Half-Life Study #2
She lies in bed in a strange city, watching
her lover while he sleeps, someone else's
Books on the shelves, strangers' snapshots
framed on the bureau: a coal train
on its track along the river fixed in black
acid against limestone – a Toyota
At curbside, fading, releasing its ghostly odor
of bromide – anatomy of branches
Through a window, smudged against pale sky.
She is living in an old photograph,
A fin-de-siècle tintype, brown-edged, slightly
out of focus. When the sunlight
Makes its way across the comforter to touch her,
she feels her self begin to disappear.
Her palms go first, clarifying like lenses. Then
her legs – daguerreotype of a wartime amputee.

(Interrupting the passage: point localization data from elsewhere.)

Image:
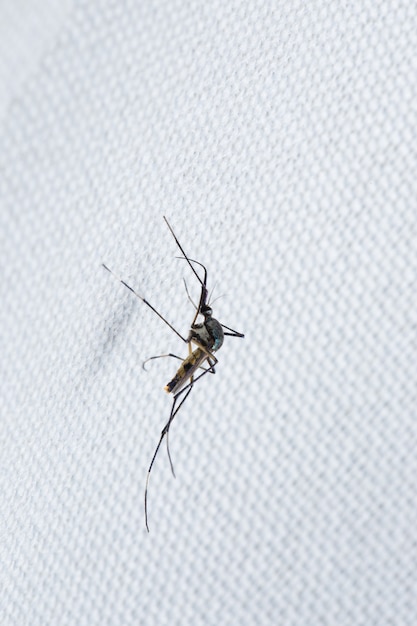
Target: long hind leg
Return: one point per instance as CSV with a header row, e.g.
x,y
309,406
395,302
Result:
x,y
165,430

Chemistry is merciless, her aura helpless
in this light. When the man wakes,
There is nothing beside him but a face, oddly
faded, familiar in a distant way –
An ancestor maybe, distorted behind old glass
in a gold-foil frame – or nobody,
A child in a porch swing who never had a name,
never had a life, not even forgotten, regarding him
With a crudely fixed gaze, colorless but certain.
Half-Life Study # 5
Just as the rain begins, a man dressed as a priest
steps out of a café doorway onto the sidewalk, moving
As if there were no such thing as weather, down the avenue
where shop windows display all the worldly goods
We are told we must give up. A priest, or a man
dressed as a priest? Rain, or chemistry dressed as rain?
Hands invisible in his cassock sleeves, he walks without looking
left or right or even before him, head down
In an attitude of brooding or meditation or constant prayer.
He passes the boy with no legs singing for coins
In the shadow of a shoeshop's sign, the woman in mink hiding
her face indignantly from the rain in her priceless collar.
Emblems are everywhere, and he makes his way among them
respectfully but with determination, as if his lifelong training
were in techniques of proper relation to surfaces and their meanings.
Suppose he carries a copy of The Cloud of Unknowing wrapped
in bookshop paper hidden in an inner pocket? Suppose
he carries a copy of Das Kapital? The café waiter
Deferred to him, brought him an extra serving
of excellent bouillabaisse with honest peasant bread.
The soul of a priest is nothing to a waiter, as long
as the food is free. The waiter's mother was a beauty
In her youth, took many lovers, died embittered and faithless,
broken by loss of face. No one to blame, no one to forgive.
Memento mori are worth whatever price. Now the waiter clears
the table, lifting saucer and soup bowl, brushing crumbs away.
No tip. His reward will be beyond the surgeon's shop, the brothel,
the Temple of Apollo, in the fogbank at the avenue's end.